Older firmware for LSI 9305-16i

Octopuss · Jan 14, 2023

What do you mean by the virtual disks in practical terms? What storage exactly are you talking about? Like the data one stores on the NAS, I guess?

artlessknave · Jan 14, 2023

the grinch is the VM master. I tried it once, on esxi, with my backup server....I hated it, though part of that was because it was an experimental esxi server, so any time I needed to reboot it, I had to stop all my replications (which at the time took about 8 clicks in the interface for each one).

jgreco · Jan 14, 2023

Octopuss said:
What do you mean by the virtual disks in practical terms?

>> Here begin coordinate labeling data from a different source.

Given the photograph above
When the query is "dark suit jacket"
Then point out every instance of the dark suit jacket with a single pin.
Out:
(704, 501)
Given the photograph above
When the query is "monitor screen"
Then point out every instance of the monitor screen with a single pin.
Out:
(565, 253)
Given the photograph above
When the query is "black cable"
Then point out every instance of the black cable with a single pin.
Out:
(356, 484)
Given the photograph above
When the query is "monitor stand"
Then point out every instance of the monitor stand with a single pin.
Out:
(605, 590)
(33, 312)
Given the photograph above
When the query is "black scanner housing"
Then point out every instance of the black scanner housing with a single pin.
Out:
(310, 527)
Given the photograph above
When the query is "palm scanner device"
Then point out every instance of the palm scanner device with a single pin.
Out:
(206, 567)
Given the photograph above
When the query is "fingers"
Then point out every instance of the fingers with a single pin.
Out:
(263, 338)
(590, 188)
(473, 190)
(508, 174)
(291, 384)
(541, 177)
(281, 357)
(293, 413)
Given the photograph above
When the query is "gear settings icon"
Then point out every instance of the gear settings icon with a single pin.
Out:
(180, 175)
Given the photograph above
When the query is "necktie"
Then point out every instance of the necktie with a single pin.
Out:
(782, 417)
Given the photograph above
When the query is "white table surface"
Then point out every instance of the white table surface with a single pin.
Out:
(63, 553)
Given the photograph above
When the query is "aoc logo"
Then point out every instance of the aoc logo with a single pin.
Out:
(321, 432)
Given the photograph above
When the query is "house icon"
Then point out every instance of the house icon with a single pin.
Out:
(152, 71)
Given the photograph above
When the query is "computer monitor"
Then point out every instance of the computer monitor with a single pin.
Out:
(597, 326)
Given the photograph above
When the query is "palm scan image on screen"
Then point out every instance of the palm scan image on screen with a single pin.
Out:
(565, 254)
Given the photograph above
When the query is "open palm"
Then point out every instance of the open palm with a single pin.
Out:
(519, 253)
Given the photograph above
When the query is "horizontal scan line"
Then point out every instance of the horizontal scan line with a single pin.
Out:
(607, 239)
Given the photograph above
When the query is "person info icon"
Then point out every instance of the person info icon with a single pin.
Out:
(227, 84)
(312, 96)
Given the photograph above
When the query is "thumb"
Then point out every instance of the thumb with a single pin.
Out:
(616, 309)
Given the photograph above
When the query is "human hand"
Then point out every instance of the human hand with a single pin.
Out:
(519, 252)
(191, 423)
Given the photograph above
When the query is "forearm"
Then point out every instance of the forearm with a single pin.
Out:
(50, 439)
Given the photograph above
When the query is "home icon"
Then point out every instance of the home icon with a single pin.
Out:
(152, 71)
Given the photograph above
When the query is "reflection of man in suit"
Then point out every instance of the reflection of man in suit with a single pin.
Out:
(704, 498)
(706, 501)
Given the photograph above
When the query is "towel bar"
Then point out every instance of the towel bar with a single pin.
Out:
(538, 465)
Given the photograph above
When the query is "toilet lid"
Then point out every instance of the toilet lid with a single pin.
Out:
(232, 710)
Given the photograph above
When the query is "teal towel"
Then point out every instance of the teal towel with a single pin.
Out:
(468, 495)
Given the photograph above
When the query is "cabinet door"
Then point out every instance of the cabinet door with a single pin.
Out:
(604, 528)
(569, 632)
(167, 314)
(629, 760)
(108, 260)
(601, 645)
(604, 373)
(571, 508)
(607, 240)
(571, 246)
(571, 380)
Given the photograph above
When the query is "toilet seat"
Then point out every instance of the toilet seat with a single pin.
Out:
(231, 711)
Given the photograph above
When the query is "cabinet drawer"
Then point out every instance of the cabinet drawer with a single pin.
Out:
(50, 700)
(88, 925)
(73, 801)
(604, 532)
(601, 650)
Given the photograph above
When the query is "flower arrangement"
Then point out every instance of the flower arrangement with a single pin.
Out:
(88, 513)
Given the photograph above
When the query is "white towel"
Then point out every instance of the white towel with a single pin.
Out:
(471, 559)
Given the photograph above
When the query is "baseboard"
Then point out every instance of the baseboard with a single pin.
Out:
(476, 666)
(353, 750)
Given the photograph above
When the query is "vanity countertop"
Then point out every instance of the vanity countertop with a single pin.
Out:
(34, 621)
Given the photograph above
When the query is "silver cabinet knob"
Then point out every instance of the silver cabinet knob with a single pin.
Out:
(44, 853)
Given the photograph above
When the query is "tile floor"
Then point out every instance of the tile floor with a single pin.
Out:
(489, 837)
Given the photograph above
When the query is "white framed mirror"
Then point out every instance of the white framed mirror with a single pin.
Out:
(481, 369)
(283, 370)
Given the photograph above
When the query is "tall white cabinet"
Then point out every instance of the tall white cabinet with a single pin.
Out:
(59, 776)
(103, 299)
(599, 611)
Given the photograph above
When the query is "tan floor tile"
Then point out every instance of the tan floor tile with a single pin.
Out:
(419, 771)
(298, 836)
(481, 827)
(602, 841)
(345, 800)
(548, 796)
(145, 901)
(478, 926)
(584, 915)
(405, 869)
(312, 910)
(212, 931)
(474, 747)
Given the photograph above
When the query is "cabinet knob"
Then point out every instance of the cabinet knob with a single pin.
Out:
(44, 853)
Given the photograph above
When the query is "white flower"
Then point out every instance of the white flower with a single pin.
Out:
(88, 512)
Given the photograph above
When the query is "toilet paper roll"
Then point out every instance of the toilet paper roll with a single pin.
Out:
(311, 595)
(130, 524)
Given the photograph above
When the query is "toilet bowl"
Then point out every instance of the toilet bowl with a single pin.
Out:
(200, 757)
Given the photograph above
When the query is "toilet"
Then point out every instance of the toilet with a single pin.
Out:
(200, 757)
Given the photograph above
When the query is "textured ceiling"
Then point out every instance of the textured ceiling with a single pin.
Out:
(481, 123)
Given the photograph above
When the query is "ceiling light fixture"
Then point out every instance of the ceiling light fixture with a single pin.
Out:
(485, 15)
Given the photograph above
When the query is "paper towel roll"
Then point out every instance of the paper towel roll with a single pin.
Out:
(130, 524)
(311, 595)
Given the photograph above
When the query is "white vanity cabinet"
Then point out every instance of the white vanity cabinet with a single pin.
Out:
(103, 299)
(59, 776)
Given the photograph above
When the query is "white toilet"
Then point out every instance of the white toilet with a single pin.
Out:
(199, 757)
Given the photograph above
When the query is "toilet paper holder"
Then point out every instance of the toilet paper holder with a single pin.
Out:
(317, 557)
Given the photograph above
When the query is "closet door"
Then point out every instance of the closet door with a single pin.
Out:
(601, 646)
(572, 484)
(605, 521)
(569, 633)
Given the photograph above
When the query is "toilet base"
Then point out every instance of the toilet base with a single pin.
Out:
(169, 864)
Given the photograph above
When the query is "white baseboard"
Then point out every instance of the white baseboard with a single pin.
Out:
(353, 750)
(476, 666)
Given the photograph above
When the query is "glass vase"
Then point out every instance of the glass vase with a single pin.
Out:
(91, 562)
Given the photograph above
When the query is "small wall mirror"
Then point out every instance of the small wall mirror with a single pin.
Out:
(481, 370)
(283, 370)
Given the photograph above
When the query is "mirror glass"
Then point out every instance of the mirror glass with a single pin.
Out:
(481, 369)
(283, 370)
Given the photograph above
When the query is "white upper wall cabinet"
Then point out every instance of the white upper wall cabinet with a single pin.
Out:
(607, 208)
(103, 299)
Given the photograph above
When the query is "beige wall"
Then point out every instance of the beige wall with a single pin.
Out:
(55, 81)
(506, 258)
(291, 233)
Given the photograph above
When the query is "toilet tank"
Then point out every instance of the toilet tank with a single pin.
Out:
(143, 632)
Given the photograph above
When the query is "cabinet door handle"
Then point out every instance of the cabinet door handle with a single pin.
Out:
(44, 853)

A virtual disk is some sort of disk abstraction that is stored by your hypervisor somehow on real physical storage; on ESXi, for example, that would be a ".vmdk" file (or set of files) usually stored on a VMFS6 or NFS filesystem.

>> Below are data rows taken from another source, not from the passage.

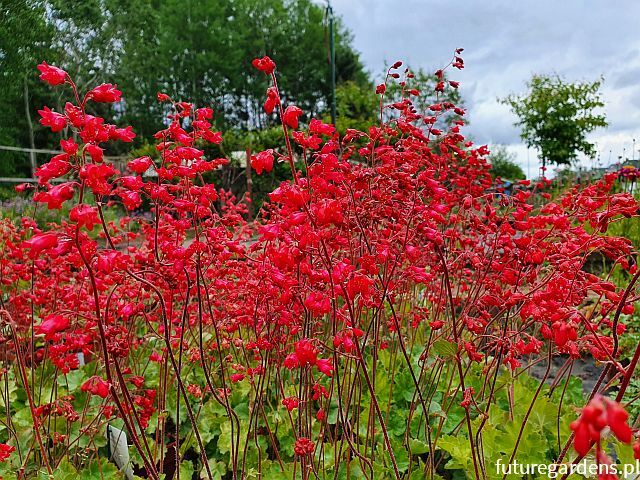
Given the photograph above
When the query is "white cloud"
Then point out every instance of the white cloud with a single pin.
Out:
(505, 43)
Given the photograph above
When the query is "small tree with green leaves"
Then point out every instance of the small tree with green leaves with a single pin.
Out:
(556, 116)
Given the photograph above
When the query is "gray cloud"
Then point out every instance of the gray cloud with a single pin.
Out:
(505, 43)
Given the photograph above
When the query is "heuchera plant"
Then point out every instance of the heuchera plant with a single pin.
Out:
(384, 306)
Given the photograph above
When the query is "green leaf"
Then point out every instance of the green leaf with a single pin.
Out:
(445, 348)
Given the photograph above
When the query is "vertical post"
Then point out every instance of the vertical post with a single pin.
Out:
(32, 145)
(332, 49)
(249, 185)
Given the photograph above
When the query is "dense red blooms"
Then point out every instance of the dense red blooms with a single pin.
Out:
(84, 216)
(386, 251)
(140, 165)
(106, 93)
(51, 119)
(96, 386)
(39, 243)
(51, 325)
(598, 414)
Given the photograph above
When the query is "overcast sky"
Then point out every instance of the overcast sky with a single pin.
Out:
(505, 43)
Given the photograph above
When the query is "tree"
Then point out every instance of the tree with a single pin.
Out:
(503, 164)
(201, 52)
(556, 117)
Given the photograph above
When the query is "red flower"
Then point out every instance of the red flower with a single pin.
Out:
(272, 100)
(264, 64)
(96, 386)
(123, 134)
(303, 447)
(55, 196)
(51, 325)
(599, 413)
(52, 119)
(69, 146)
(106, 93)
(318, 303)
(306, 352)
(140, 165)
(291, 403)
(52, 75)
(262, 162)
(325, 366)
(40, 242)
(95, 152)
(5, 451)
(290, 116)
(84, 216)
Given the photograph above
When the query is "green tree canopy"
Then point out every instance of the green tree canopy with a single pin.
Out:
(556, 116)
(195, 51)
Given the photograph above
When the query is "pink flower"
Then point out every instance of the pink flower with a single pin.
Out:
(96, 386)
(291, 115)
(325, 366)
(51, 325)
(262, 162)
(40, 242)
(52, 75)
(5, 451)
(95, 152)
(264, 64)
(140, 165)
(84, 216)
(53, 120)
(106, 93)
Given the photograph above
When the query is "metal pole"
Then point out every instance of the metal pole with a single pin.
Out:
(332, 48)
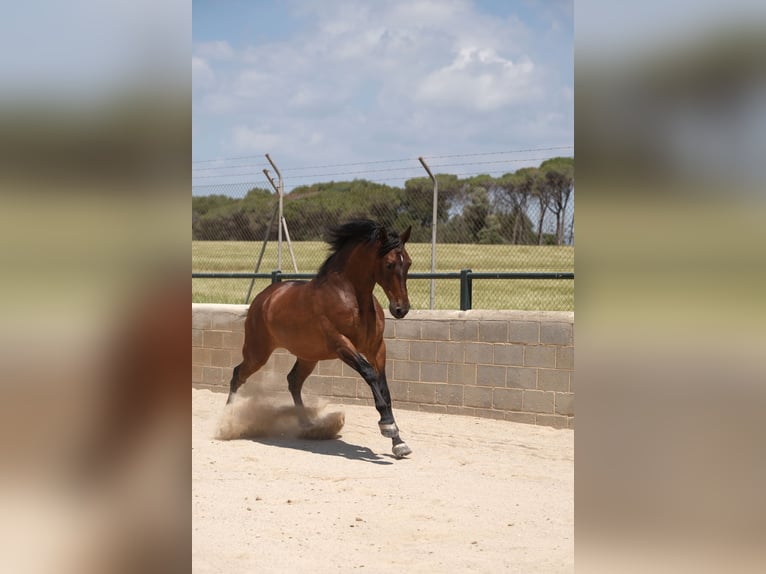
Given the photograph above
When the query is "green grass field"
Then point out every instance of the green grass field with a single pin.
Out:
(552, 295)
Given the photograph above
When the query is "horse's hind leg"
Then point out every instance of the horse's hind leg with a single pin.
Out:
(295, 379)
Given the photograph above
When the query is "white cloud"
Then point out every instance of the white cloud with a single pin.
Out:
(202, 74)
(479, 79)
(219, 50)
(359, 81)
(246, 139)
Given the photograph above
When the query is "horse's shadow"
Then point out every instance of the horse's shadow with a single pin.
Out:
(332, 447)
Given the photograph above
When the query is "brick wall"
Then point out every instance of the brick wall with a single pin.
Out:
(512, 365)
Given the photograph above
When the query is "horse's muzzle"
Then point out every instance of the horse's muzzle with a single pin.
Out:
(399, 310)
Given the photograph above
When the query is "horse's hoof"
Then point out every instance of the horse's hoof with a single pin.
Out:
(389, 430)
(401, 450)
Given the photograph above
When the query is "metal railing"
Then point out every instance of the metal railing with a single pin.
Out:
(466, 277)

The problem comes in because of this:

Let's say you have a basic hypervisor, and it has a HDD on it, and you build a virtual disk on it for a FreeBSD VM. You then install a FAMP stack on it to act as a web server. Years later, the disk gives out, with a massive run of disk errors. You wake up to find your website down, the VM is stalled with a bunch of "Read error". This has two subforks, one is where the mpt driver is timing out with the hack that mav@ did some years back, and the other is where the VM is actually stalled by the hypervisor, which can especially happen when something bad happens like running out of disk space on the datastore. In both cases, the VM functionally stops working. Most people, upon hearing this, say "Of course."

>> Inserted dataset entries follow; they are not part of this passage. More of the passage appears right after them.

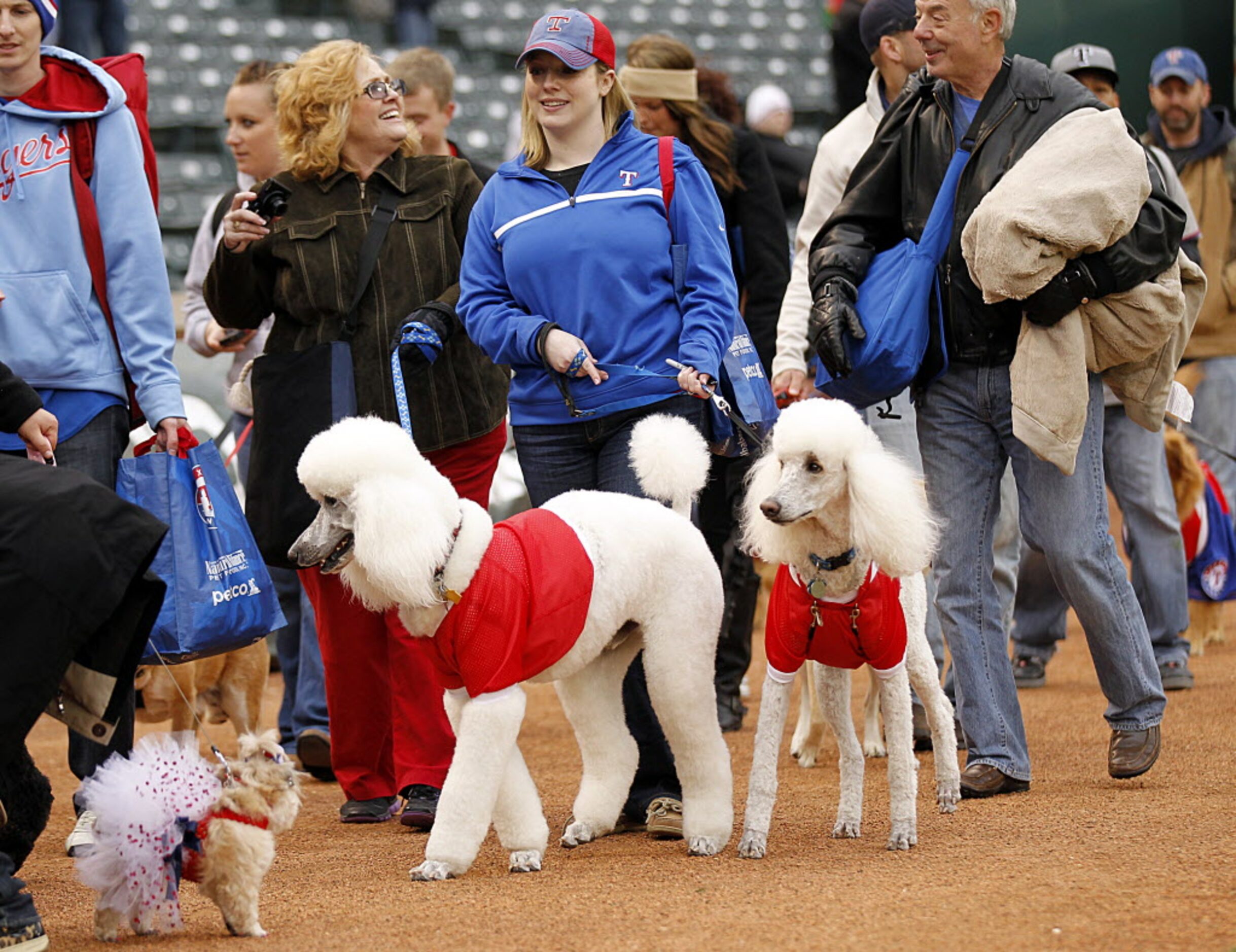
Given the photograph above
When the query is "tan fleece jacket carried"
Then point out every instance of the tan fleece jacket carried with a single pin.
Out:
(1076, 192)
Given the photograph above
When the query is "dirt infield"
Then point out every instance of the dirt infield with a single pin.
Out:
(1081, 862)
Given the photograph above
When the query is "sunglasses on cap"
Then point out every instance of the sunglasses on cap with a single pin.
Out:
(380, 89)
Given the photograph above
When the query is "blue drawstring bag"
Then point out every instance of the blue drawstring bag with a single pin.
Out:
(219, 593)
(895, 304)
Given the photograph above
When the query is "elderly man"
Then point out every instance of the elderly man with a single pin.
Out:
(974, 98)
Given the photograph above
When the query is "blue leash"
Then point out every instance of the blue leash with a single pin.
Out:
(431, 346)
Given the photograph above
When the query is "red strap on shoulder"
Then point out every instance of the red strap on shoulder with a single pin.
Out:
(665, 165)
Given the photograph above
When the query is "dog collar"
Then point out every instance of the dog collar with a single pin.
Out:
(444, 593)
(818, 588)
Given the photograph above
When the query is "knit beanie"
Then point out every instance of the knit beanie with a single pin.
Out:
(46, 14)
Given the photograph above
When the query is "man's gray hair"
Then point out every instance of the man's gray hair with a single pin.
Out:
(1008, 14)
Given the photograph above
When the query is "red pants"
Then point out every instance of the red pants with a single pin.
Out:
(387, 724)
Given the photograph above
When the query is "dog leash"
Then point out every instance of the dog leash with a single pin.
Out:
(214, 750)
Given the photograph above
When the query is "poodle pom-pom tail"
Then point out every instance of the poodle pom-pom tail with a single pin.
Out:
(672, 460)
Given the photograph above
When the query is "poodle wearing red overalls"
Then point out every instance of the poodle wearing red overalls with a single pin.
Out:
(850, 525)
(568, 594)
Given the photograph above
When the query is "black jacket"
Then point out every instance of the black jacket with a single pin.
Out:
(894, 186)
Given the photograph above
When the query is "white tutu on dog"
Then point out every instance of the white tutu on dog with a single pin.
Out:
(145, 803)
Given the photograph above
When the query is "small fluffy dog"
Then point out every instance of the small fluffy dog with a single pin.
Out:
(1189, 486)
(569, 593)
(166, 813)
(223, 688)
(850, 525)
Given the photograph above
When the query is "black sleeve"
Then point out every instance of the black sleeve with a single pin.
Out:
(1149, 250)
(868, 217)
(765, 244)
(18, 400)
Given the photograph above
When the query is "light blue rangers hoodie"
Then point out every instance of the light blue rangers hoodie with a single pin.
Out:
(52, 332)
(598, 265)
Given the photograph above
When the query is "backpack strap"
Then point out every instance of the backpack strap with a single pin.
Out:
(222, 208)
(665, 165)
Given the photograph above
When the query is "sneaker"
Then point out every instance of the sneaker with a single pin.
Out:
(24, 939)
(82, 837)
(419, 805)
(313, 750)
(1176, 676)
(665, 819)
(1029, 671)
(377, 811)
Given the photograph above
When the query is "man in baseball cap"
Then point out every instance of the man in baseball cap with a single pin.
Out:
(575, 38)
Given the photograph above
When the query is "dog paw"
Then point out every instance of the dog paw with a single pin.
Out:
(847, 829)
(903, 837)
(948, 795)
(703, 846)
(429, 871)
(753, 845)
(525, 861)
(576, 834)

But now think about ZFS. You have a mirror or RAIDZ vdev, made up of some vmdk's. One day an underlying datastore blows its brains out somehow. Disk full, disk errors, whatever. What happens to the NAS VM? If you don't say "it stalls of course" then you need to re-read the paragraph above. Because the NAS is "just another VM" and will stall "just like any other VM". There are a few ways to mitigate this, such as by using a datastore that has redundancy, but really it is best just to give TrueNAS the raw access to the disk controller that it really wants and needs.

Octopuss · Jan 14, 2023

That makes sense, but even with my borderline zero knowledge about this stuff, I somehow feel like using virtual disks for NAS storage is a really bad idea. After all, that's why we use HBAs and physical disks, isn't it?
I am basically commenting on the 2nd half of your post.

jgreco · Jan 14, 2023

Octopuss said:
I somehow feel like using virtual disks for NAS storage is a really bad idea.

It depends. You can absolutely address the major issues if you try, but at the end of the day, yes, it gives me the heebie jeebies.

artlessknave · Jan 14, 2023

Octopuss said:
that's why we use HBAs and physical disks

yes, but some of the problems with virtualisation will still be problems as long as you have that abstraction layer present.

for example, sometimes it seems like using TrueNAS for VM storage is a good idea (which it usually is), and someone will try to put their TrueNAS VM's storage on their virtualized TrueNAS....which is a circular redundancy; the TrueNAS needs to be online before the TrueNAS can be online, but the TruenNAS isn't online so the TrueNAS cannot be brought online...

going back to the original questions, knowing how YOUR virutalization is setup can at least let someone, like Jgreco, verify that it should work as is, or can tell you where the problems are and what you need to fix to have it working correctly. this is basically the same as with hardware, except now you have added a house of cards on top of the hardware holding up your VM.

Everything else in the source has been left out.